WHITE PLAINS, N.Y. (CBSNewYork) — For the first time ever, a New York City police officer stood in open court Tuesday and pleaded guilty to attempted murder of unarmed civilians.

As CBS2’s Lou Young reported, Officer Brendan Cronin admitted that he ambushed and opened fire on a car while he was off duty in Pelham.

Cronin admitted his guilt without explanation in Westchester County court in White Plains. Like a groom at his wedding over and over, Cronin said, “I do,” as he answered questions about whether he agreed to plead guilty.

He admitted to the charges in the entire indictment that charged him with two counts of attempted murder, two counts of assault and driving while intoxicated in the April 2014 incident.

“You freely and voluntarily admit that you committed those offenses, and you shot into that the vehicle multiple times?” Westchester County Assistant District Attorney Tim Ward asked.

“I do,” Cronin replied.

Cronin’s tight-lipped plea followed months of negotiations.

Authorities said Cronin was drunk when he pulled up to a car stopped at a red light in Pelham and opened fire in on April 29, 2014.

He initially claimed he blacked out after a day of police weapons training and heavy drinking.

Robert Borelli and his friend Joseph Felice were headed home from a hockey game at the time of the attack. Felice was shot six times and barely survived. Unreleased security video showed him stepping out behind the victims’ car stopped at a traffic light in Pelham, and shooting into it.

The judge, citing an otherwise unblemished history, agreed to sentence Cronin to nine years in prison. Watching from the gallery, the victims of the shooting were not happy with the deal at all.

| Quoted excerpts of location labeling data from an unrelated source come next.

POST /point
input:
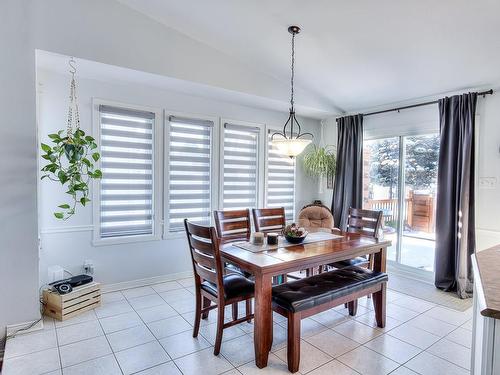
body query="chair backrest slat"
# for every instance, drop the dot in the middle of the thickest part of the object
(365, 222)
(233, 225)
(205, 255)
(269, 219)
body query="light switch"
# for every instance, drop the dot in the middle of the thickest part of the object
(487, 182)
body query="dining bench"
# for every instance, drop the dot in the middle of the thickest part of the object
(300, 299)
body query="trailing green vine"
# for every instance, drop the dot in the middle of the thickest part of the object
(71, 161)
(320, 161)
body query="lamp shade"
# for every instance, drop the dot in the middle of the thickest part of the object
(290, 147)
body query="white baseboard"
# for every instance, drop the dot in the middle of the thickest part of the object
(145, 282)
(486, 238)
(14, 327)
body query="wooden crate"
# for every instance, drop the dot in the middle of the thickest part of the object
(65, 306)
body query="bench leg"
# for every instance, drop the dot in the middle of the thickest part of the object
(248, 308)
(379, 301)
(220, 328)
(206, 303)
(234, 308)
(353, 307)
(293, 348)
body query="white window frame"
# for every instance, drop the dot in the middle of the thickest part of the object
(214, 147)
(261, 162)
(276, 129)
(157, 175)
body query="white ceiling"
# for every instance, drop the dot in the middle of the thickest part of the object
(353, 54)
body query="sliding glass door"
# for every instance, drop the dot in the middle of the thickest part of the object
(381, 185)
(400, 179)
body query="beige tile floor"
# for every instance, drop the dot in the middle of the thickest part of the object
(147, 330)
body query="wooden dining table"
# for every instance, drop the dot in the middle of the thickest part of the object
(266, 264)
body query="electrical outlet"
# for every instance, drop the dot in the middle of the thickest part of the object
(88, 267)
(487, 182)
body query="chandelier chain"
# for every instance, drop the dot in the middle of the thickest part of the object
(293, 71)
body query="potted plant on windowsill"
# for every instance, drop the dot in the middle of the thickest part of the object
(320, 162)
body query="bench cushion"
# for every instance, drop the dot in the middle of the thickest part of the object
(358, 261)
(316, 290)
(234, 286)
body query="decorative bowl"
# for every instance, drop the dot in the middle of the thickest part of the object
(295, 240)
(294, 234)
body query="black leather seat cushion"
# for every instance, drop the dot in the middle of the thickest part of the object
(316, 290)
(358, 261)
(234, 286)
(231, 268)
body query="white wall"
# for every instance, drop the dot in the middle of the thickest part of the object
(18, 225)
(69, 243)
(109, 32)
(488, 199)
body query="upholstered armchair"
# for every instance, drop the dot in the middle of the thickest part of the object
(315, 216)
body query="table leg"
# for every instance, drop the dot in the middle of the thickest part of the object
(263, 322)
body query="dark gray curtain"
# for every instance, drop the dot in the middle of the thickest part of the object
(455, 234)
(348, 185)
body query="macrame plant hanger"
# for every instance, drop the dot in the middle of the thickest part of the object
(73, 112)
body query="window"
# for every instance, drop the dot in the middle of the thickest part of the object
(240, 166)
(280, 180)
(127, 190)
(190, 171)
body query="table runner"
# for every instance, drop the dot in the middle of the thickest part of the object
(282, 242)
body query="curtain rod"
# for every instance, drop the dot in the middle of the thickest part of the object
(483, 94)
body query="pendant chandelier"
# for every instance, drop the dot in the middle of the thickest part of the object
(291, 141)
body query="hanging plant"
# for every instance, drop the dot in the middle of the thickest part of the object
(71, 158)
(320, 161)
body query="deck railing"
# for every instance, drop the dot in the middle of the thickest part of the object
(418, 211)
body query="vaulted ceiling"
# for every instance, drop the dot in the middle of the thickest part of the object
(350, 54)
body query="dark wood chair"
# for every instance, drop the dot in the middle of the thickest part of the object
(233, 225)
(269, 220)
(365, 222)
(211, 285)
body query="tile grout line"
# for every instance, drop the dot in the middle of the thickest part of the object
(149, 329)
(110, 347)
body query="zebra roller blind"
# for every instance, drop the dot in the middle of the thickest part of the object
(126, 189)
(241, 145)
(280, 180)
(190, 155)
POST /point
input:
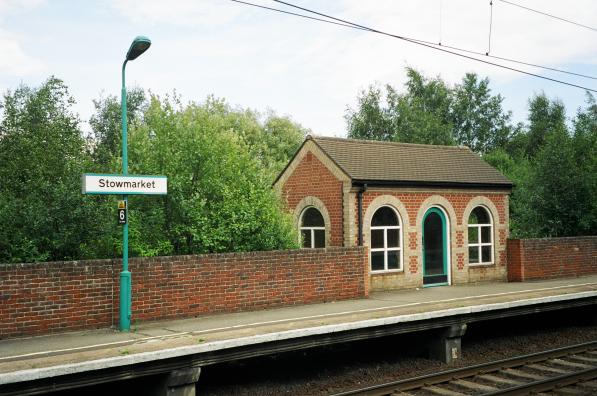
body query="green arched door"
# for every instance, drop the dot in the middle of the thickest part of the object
(435, 248)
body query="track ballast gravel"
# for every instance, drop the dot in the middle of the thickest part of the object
(323, 371)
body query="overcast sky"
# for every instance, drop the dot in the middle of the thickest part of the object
(308, 70)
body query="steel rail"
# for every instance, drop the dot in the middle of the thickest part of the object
(484, 368)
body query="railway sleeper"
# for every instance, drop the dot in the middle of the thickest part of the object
(436, 390)
(542, 367)
(567, 363)
(475, 386)
(500, 380)
(517, 373)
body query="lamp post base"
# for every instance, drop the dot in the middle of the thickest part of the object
(125, 301)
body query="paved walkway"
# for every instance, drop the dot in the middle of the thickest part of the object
(148, 341)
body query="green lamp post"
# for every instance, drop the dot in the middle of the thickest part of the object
(139, 45)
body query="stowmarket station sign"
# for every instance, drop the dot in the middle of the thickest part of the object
(94, 183)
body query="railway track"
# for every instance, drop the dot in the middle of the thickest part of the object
(567, 371)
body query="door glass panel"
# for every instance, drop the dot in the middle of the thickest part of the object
(486, 254)
(312, 218)
(319, 238)
(306, 236)
(384, 216)
(485, 235)
(393, 239)
(434, 244)
(377, 261)
(473, 235)
(394, 259)
(376, 239)
(473, 254)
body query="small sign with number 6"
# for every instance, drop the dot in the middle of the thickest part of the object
(122, 218)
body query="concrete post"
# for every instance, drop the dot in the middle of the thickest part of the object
(447, 346)
(178, 383)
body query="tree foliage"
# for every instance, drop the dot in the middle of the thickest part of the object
(431, 112)
(42, 156)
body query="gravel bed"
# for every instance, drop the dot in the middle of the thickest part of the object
(323, 371)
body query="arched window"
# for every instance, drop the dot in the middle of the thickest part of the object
(480, 237)
(312, 229)
(386, 240)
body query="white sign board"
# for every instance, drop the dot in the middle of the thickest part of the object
(94, 183)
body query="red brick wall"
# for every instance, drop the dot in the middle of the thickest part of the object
(551, 258)
(413, 201)
(312, 178)
(44, 298)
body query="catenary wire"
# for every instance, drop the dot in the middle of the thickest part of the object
(433, 46)
(549, 15)
(421, 41)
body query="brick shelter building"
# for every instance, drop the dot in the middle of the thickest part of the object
(430, 215)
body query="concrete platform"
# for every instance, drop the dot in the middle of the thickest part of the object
(81, 358)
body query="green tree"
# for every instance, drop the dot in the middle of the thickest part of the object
(585, 147)
(42, 156)
(420, 115)
(478, 117)
(545, 117)
(431, 112)
(106, 124)
(219, 199)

“I am sure that if I fired a weapon into a police car, I would be doing more than nine years,” Felice said.

Speaking exclusively with CBS2’s Young on Monday, Felice said he wanted a sentence of 12 1/2 years for Cronin, which is half the maximum.

“We’re looking for a double-digit sentencing for Mr. Cronin and I would right now be satisfied with half of the maximum of 25 years,” he said. “I’m looking for justice and a stiff sentence to make sure this doesn’t happen to someone else again. Officer Cronin is lucky I survived.”

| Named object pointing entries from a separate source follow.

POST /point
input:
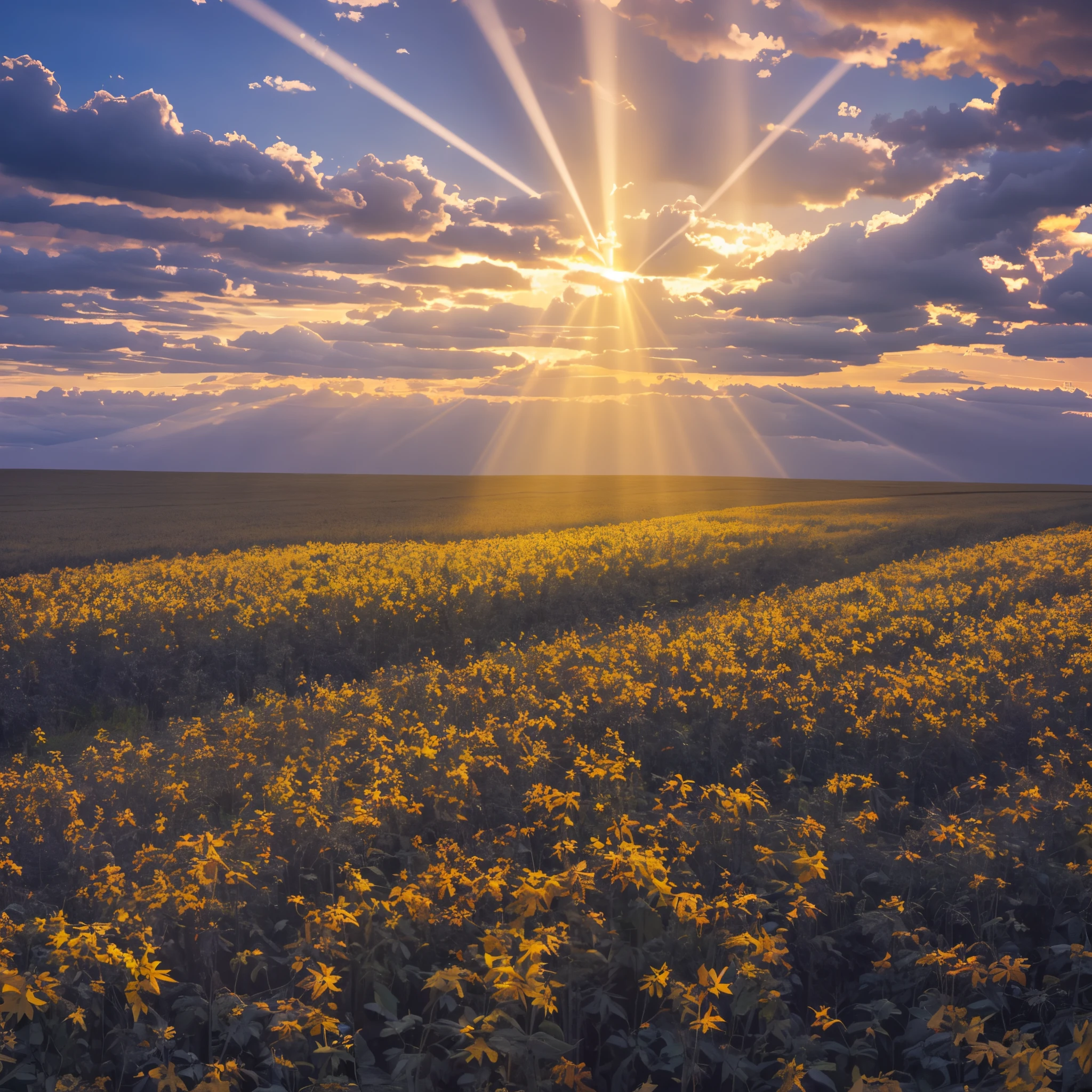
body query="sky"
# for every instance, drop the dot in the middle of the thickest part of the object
(805, 238)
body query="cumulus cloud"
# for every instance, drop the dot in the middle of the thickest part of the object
(934, 376)
(987, 436)
(137, 148)
(1011, 41)
(279, 83)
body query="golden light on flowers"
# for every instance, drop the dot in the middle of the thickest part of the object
(459, 844)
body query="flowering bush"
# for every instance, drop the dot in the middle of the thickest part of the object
(833, 838)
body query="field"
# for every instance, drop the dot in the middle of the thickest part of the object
(785, 800)
(62, 518)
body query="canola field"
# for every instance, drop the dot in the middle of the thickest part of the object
(672, 805)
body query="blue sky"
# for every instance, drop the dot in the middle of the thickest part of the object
(919, 233)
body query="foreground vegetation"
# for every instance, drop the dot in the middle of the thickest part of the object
(828, 838)
(52, 519)
(138, 644)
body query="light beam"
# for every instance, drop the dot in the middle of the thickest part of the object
(771, 138)
(488, 20)
(264, 14)
(601, 46)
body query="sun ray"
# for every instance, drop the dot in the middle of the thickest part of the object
(601, 47)
(488, 20)
(288, 31)
(866, 431)
(771, 138)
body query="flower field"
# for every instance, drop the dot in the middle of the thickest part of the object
(502, 815)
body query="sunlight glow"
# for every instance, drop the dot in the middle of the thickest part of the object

Cronin said nothing as he left court after the hearing.

“We never heard the words, ‘I’m sorry,’” Young said as Cronin left court. “Can you say ‘I’m sorry?’”

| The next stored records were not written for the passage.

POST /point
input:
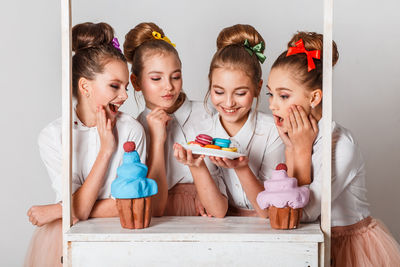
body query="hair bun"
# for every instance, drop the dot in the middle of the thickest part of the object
(87, 35)
(135, 37)
(237, 34)
(314, 41)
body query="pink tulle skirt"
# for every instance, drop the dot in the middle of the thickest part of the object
(366, 243)
(235, 211)
(45, 248)
(182, 201)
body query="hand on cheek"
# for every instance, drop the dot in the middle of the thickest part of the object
(105, 130)
(302, 129)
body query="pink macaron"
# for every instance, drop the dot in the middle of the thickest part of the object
(204, 139)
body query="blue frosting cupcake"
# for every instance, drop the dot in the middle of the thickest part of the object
(131, 181)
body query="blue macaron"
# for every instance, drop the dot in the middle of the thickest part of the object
(221, 142)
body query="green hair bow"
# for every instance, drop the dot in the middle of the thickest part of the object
(255, 50)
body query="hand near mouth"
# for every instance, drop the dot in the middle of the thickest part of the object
(302, 129)
(105, 129)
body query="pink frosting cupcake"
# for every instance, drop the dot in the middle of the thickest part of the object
(283, 199)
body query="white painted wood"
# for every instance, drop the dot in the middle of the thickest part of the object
(194, 241)
(66, 121)
(326, 131)
(194, 229)
(193, 254)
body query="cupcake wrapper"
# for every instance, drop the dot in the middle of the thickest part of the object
(284, 218)
(134, 213)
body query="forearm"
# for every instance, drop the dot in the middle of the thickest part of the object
(289, 161)
(156, 163)
(252, 187)
(85, 197)
(211, 198)
(104, 208)
(301, 167)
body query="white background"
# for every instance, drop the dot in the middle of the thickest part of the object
(366, 83)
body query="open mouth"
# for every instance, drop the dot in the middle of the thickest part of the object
(114, 107)
(230, 110)
(278, 120)
(168, 97)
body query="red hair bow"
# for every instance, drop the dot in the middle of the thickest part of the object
(299, 48)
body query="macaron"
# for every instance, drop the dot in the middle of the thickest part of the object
(212, 146)
(194, 143)
(203, 139)
(230, 149)
(222, 142)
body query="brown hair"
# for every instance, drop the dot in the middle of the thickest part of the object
(232, 54)
(91, 43)
(298, 62)
(139, 41)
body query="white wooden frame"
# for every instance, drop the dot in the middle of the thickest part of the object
(324, 250)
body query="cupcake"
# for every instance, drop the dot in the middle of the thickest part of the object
(133, 191)
(283, 199)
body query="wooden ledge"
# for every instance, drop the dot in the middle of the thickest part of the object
(193, 229)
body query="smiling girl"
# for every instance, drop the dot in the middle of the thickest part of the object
(234, 83)
(295, 94)
(169, 117)
(100, 77)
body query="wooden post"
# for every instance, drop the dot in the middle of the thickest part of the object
(327, 134)
(66, 123)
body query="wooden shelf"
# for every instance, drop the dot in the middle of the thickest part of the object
(194, 229)
(193, 241)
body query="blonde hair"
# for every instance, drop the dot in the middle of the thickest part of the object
(232, 54)
(298, 63)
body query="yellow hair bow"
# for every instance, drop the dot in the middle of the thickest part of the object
(157, 36)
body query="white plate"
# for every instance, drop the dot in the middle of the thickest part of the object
(212, 152)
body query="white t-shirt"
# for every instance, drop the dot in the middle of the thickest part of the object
(86, 145)
(349, 201)
(187, 122)
(259, 140)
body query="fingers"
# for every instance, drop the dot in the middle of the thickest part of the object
(298, 117)
(219, 162)
(292, 119)
(109, 125)
(101, 118)
(186, 156)
(314, 123)
(304, 117)
(158, 115)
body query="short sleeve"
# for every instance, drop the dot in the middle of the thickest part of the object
(346, 161)
(50, 150)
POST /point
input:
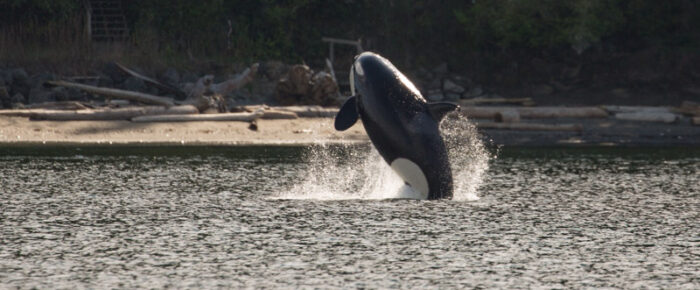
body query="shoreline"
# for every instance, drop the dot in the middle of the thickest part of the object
(20, 131)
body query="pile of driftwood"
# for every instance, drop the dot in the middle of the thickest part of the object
(203, 101)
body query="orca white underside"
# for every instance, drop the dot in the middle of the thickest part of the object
(411, 174)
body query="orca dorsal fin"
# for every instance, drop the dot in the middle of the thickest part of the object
(440, 109)
(347, 115)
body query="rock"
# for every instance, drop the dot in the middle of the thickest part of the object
(273, 70)
(40, 95)
(105, 81)
(449, 86)
(434, 96)
(114, 72)
(135, 84)
(441, 69)
(20, 81)
(171, 77)
(189, 77)
(542, 90)
(620, 93)
(17, 99)
(38, 80)
(452, 97)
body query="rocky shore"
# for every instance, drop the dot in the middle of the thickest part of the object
(20, 89)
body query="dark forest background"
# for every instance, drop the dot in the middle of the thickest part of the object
(639, 46)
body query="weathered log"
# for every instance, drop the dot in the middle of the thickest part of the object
(508, 116)
(635, 109)
(689, 108)
(177, 92)
(100, 114)
(479, 101)
(278, 115)
(530, 126)
(64, 105)
(246, 117)
(117, 93)
(206, 86)
(536, 112)
(309, 111)
(659, 117)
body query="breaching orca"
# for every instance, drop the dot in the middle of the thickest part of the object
(400, 123)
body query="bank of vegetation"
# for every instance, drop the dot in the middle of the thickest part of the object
(556, 45)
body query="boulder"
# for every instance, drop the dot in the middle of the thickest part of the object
(273, 70)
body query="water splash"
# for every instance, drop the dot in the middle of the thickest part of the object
(359, 172)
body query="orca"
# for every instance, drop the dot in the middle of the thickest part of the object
(400, 123)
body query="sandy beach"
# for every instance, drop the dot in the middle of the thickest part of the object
(302, 131)
(305, 131)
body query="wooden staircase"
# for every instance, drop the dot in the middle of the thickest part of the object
(106, 21)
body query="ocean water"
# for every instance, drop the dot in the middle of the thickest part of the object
(329, 217)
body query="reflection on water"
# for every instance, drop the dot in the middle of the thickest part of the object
(207, 217)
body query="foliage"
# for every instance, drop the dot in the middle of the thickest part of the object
(414, 32)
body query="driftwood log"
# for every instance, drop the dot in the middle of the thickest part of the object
(98, 114)
(536, 112)
(241, 116)
(689, 108)
(278, 115)
(206, 86)
(508, 116)
(177, 92)
(480, 101)
(117, 93)
(530, 126)
(659, 117)
(635, 109)
(309, 111)
(61, 105)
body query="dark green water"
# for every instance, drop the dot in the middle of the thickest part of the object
(208, 217)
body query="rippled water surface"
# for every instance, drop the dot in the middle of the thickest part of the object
(234, 217)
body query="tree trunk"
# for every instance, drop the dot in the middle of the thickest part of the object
(98, 114)
(659, 117)
(530, 126)
(246, 117)
(117, 93)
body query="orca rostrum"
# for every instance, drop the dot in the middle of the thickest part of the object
(400, 123)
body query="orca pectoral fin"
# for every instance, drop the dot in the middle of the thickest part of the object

Cronin was silent as a woman walking alongside him said “excuse me” and kept reporters at a distance.

Cronin has one last week of freedom before he surrenders to authorities, according to Westchester County District Attorney Janet DiFiore. In repeated encounters with the assailant at the courthouse since the shooting, the victims said Cronin has never shown a glimmer of remorse – not even during his plea change hearing.

“I was two people behind him putting money in the machine — you know, to pay for parking,” Borelli said, “and when he turned around, there was no acknowledgment.”

Felice and Borelli are also suing the NYPD for what they say is a tolerated culture of alcohol abuse. They claim Cronin got drunk with his supervisor at City Island bars during and after weapons training at the nearby police training facility at Rodman’s Neck.

With the guilty plea, Cronin was immediately fired by the NYPD. He had been suspended with pay since shortly after the shooting.